Stephen King, the bestselling author of horror and sci-fi stories wrote a book specifically about writing aptly called “On Writing”. In it, he mentioned that the writer has a variety of tools in his/her toolbox. The fundamental tools include vocabulary, grammar and the elements of style. To be a good writer, one must have these tools easily within reach in their toolbox.

While the CEOs of public corporations are not in the business of writing prose, some essential tools are required to solve the main problem of every CEO which is the problem of capital allocation. CEOs essentially have five options when trying to allocate capital: investing in existing operations, acquiring new business, paying down debt, issuing dividends or repurchasing shares. Each of these levers can be accretive or destructive to returns and depends on a number of factors. One factor that is often not mentioned is that of timing.

Earlier this week, Lloyds bank announced it was returning £4bn to shareholders – £2.2bn through dividends and £1.8bn through share buybacks. To put this in perspective, the market cap of the bank is about £43bn. This share buyback therefore accounts for about 4% of the company’s value, a non-paltry sum.

What is even more surprising is that this is the second time in the last 20 years where the company has repurchased its own shares.

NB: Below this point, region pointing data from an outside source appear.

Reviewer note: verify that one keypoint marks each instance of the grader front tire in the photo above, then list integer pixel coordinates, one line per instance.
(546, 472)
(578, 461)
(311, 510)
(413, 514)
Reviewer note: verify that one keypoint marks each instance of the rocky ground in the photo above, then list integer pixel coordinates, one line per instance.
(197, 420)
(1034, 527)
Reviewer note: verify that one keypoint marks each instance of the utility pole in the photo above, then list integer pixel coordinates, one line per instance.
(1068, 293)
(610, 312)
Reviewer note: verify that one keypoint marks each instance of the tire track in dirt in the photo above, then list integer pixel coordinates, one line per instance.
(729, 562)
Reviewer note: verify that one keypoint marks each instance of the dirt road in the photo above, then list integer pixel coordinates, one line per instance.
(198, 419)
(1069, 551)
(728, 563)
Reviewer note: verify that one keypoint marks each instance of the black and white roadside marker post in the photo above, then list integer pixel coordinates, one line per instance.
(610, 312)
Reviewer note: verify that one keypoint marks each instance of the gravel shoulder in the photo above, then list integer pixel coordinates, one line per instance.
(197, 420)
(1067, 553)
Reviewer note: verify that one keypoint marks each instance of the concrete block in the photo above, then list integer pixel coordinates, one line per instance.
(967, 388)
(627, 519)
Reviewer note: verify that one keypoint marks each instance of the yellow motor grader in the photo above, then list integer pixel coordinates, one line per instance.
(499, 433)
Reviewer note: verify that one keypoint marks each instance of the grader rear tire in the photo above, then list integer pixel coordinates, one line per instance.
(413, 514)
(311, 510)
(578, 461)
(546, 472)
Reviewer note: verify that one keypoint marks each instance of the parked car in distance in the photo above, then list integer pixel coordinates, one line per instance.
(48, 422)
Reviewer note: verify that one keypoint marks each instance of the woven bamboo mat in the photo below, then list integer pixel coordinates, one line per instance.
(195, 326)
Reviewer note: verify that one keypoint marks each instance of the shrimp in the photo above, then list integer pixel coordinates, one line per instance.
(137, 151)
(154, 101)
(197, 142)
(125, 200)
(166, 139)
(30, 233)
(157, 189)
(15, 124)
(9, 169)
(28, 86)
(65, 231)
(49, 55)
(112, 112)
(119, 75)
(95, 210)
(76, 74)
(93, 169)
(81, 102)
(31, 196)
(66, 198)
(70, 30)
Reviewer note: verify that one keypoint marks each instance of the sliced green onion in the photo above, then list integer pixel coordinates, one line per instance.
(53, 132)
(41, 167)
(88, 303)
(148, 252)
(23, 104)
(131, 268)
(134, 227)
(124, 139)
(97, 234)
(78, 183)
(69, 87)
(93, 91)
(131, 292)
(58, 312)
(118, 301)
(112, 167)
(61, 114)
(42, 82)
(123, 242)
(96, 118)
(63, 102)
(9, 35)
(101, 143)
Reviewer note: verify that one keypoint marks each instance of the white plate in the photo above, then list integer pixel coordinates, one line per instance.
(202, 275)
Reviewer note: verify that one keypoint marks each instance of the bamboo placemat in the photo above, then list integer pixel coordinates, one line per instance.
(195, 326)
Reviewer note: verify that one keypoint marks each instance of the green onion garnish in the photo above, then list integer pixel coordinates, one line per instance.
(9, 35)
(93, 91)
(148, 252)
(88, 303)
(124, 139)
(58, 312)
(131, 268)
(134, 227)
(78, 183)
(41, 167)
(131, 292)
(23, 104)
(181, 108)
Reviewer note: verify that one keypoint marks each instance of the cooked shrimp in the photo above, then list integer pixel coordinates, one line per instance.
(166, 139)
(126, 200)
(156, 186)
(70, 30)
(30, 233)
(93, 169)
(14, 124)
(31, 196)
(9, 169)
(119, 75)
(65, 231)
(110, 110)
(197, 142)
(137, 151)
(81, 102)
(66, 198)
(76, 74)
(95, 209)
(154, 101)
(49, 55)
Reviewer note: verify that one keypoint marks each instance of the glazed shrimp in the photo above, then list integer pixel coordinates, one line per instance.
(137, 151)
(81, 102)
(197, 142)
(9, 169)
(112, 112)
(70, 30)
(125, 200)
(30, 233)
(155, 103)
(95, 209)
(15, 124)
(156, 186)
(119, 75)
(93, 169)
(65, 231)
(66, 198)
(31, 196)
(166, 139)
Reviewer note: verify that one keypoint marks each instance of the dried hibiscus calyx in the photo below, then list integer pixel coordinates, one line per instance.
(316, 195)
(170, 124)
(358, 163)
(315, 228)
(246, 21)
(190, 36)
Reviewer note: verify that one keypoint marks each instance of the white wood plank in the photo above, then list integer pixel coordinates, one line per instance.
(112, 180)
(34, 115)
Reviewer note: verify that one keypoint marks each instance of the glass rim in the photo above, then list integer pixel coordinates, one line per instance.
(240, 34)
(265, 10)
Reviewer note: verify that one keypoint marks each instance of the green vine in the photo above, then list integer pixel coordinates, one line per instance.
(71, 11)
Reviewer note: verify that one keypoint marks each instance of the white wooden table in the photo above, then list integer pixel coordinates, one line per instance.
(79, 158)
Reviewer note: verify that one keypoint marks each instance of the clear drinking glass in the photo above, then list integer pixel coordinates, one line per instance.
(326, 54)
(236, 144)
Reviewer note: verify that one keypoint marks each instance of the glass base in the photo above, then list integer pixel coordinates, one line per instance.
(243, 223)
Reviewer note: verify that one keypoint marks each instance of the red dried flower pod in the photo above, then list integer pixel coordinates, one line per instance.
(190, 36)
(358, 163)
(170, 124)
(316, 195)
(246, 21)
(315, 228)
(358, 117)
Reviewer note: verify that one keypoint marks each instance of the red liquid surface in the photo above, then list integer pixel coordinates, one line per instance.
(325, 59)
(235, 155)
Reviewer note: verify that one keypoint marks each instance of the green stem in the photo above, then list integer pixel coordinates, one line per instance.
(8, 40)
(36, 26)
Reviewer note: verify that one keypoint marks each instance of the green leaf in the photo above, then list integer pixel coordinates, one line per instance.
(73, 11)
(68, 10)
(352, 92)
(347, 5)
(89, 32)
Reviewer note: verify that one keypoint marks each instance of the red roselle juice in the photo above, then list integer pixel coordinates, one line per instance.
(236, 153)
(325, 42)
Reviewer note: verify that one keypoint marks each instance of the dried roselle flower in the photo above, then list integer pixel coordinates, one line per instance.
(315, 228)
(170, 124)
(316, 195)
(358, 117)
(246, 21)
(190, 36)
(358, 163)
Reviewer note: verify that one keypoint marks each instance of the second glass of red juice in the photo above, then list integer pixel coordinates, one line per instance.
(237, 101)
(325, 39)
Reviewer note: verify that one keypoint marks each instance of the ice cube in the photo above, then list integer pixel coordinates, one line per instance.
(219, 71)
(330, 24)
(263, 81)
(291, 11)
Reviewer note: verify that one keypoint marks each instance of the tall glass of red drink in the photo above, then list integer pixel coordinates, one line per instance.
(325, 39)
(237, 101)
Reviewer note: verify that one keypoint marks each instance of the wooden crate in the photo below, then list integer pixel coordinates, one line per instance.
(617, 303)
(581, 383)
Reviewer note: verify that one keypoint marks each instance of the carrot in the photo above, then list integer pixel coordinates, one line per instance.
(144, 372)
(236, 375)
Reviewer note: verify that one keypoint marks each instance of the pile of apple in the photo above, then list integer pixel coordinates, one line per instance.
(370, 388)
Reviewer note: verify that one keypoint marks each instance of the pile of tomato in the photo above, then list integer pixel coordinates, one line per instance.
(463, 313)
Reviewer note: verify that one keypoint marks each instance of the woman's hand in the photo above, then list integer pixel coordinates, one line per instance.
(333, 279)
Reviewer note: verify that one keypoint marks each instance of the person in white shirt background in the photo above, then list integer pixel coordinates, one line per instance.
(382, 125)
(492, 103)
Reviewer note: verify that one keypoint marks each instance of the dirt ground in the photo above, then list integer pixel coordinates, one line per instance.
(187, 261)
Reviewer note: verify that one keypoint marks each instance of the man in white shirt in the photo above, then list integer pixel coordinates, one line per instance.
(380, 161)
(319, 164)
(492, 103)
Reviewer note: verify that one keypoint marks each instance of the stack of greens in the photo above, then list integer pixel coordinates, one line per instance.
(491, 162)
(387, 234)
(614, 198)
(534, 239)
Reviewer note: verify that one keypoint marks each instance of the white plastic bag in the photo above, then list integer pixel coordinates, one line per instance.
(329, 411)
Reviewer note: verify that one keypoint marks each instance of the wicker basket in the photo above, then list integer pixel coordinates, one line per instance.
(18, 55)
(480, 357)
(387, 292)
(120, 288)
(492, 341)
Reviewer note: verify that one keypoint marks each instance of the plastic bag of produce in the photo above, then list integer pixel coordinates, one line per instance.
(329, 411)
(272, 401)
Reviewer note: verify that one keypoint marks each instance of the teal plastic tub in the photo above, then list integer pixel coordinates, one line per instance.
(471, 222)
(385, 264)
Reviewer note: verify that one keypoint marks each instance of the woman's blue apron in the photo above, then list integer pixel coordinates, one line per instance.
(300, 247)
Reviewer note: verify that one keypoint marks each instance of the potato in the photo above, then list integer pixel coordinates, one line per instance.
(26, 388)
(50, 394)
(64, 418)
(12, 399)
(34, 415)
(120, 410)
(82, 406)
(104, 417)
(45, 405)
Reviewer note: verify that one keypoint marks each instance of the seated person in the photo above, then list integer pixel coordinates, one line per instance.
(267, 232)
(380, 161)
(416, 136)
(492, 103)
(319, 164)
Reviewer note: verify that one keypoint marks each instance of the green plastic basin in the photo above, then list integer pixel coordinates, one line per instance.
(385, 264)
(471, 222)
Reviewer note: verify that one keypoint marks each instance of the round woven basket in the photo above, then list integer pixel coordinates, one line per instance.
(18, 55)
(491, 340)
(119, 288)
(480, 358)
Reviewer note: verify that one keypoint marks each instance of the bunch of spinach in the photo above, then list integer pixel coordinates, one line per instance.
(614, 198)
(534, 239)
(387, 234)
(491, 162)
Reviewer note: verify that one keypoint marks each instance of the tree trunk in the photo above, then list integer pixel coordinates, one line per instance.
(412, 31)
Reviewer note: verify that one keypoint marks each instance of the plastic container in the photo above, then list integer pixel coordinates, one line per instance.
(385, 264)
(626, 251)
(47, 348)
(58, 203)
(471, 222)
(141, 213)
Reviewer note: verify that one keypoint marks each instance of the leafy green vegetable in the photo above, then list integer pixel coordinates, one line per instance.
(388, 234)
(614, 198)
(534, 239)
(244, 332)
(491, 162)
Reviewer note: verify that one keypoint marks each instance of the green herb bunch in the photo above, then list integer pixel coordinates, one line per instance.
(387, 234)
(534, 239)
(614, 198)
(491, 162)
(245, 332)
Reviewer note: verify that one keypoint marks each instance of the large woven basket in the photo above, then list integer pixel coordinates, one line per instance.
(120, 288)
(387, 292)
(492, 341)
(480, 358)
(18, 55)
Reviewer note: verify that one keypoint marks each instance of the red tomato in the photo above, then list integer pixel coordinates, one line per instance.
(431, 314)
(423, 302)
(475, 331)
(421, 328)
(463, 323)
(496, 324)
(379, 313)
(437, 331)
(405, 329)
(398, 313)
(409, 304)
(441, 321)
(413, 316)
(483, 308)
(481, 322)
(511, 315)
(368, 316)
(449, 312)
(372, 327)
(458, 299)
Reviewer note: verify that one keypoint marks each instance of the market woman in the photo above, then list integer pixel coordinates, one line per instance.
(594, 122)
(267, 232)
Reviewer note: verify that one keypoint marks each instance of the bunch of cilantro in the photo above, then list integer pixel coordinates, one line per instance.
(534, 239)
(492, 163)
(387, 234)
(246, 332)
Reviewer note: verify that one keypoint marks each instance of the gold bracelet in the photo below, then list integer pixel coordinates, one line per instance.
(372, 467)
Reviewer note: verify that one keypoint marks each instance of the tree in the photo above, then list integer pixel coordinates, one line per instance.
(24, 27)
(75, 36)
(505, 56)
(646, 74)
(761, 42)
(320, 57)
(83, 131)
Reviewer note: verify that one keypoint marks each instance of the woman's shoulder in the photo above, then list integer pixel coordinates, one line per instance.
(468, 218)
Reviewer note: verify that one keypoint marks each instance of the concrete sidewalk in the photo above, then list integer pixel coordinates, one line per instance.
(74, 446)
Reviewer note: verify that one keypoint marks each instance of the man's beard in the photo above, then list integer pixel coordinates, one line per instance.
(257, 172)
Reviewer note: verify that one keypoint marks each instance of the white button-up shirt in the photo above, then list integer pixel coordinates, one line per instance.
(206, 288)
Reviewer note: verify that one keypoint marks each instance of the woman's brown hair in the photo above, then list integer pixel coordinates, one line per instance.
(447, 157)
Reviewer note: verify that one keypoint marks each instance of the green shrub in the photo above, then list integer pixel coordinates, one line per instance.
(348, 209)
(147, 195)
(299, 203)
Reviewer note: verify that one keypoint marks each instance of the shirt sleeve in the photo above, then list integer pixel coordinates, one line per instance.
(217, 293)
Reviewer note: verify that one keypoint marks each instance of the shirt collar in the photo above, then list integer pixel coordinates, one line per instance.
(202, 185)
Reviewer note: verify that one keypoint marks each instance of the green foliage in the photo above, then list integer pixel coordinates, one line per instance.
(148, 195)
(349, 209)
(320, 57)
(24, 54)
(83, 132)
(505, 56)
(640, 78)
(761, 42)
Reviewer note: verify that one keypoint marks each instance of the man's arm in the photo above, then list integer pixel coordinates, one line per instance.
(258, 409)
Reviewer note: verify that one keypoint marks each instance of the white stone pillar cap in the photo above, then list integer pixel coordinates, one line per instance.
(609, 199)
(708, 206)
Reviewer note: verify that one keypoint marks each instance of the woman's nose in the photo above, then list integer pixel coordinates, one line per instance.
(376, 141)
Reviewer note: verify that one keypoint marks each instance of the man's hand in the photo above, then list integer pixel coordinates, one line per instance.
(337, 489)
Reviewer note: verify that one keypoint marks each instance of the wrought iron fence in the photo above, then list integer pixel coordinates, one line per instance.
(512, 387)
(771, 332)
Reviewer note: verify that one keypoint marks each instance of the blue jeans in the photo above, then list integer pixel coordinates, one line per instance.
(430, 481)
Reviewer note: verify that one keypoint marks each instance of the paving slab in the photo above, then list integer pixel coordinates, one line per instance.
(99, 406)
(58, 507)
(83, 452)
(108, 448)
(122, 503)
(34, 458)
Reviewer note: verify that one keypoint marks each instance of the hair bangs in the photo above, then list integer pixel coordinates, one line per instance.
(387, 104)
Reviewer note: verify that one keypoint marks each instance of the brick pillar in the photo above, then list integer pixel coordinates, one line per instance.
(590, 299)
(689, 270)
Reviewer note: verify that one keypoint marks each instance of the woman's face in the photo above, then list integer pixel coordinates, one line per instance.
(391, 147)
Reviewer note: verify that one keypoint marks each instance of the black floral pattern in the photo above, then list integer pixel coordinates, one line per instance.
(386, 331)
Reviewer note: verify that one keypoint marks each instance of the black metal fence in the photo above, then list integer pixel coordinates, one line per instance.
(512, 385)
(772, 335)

The first was between March and August of 2018 where the company purchased £1bn of its own shares. UK companies generally opt for dividend pay-outs over share repurchases when returning money to shareholders, which is in contrast to US companies that prefer to repurchase shares. Such large share repurchases by a UK bank at a time of economic uncertainty is surprising.

Based on the torrent of negative headlines about Brexit and the UK economy in general, one can conclude that the directors of Lloyds bank are either delusional or have found value where many fear to tread.

Looking at the current valuation of the bank, this share buyback appears to be accretive to returns. Buying back shares below its intrinsic worth creates additional value for current shareholders.  With the shares currently trading on par with the banks tangible book value, the company is a statistical bargain.

The large share buybacks by Lloyds shows that the company has decided to vote with its wallet at a time when many choose to vote only with their opinions. The rarity of share buybacks coupled with the magnitude of its recent and future buybacks is a vote of confidence in the company’s future and by proxy, the longer-term resilience of the UK economy.